Shaw described it as the favorite part of a memorable day.
"Just the fact that he had been through all this -- and I had seen all his growth -- for him to be able to laugh," Shaw said. "He's always been so tense, and so serious, and so self-critical. For him at that moment to be able to laugh, and truly enjoy it, that moment to me, when I put my arm around him and heard him genuinely laugh ... gosh, that was probably the best. That moment when it's all over. He's finally done. He won the Rose Bowl and gets to go out on top."
For five years, Hogan pretty much kept his emotions to himself. He never said a word about his father's four-year battle with cancer to anyone in the football building until the end, a little more than a year ago. By this point, Hogan's final season, he had become more vocal. He served as a mentor to the younger players, as a leader whom the older players didn't want to disappointment.
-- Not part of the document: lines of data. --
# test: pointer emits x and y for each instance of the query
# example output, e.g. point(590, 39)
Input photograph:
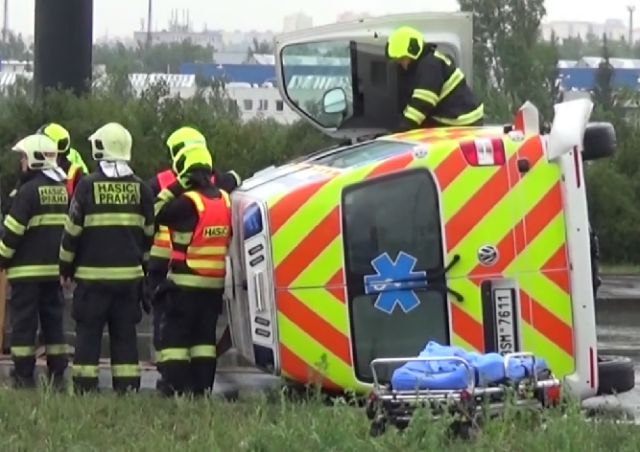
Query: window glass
point(393, 215)
point(363, 154)
point(311, 69)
Hogan had matured enough to understand the photo depicted so much more than a laugh between a coach and a player.
"I wasn't sure if he'd seen it," Hogan said of Shaw, "but I just wanted to share it with him as a final memory after five years."
"He's not a big texter," Shaw said. "Unlike everybody in his generation, he leaves his phone at home sometimes. He's hard to reach sometimes. He's not tied to it like most of us are. He actually texted that picture to me. He got the picture and sent it to me on his phone with a little message, and that was a special moment."
One photo. One coach. One player. Five seasons.